スパダリ御曹司のお相手が、私でいいのでしょうか?~一晩だけのはずが溺愛が終わりません~
「うわあっ!立派なテニスコート!」
着替えを済ませ、瀧澤と共にテニスコートの傍までやって来た光莉は興奮を抑えきれず叫びだした。
フェンスで囲われたその中にはプロの大会でも使われるハードコートが一面設けられていた。ネットもちゃんと張ってあるし、弛みやほつれもない。とても個人宅とは思えない。好きに使っていいなんて贅沢極まりない。
二人はコート脇のベンチに荷物を置いた。すぐにラケットを取り出そうとする瀧澤を慌てて制する。
「始めはストレッチ!」
強い口調で注意すると、瀧澤がキョトンと目を丸くして光莉を見つめ返していた。
(しまった……!)
光莉はすぐに我に返り、自分の行動を後悔し始めた。相手は自分が働いている企業の専務だ。
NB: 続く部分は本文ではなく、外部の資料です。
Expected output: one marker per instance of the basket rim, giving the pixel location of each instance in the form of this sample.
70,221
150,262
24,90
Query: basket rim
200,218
完全に叱りつける相手を間違えた!
「す、すみません!つい中学生に指導する時と同じ感じで……!」
「指導経験があるのか?」
「はい……。大学生の時にアルバイトで中学生にコーチを……」
「それは心強い。その調子で至らないところはどんどん指摘して欲しい」
瀧澤はラケットをバッグにしまうと、光莉に倣うようにストレッチを始めた。
瀧澤からの叱責を覚悟していた光莉は拍子抜けした。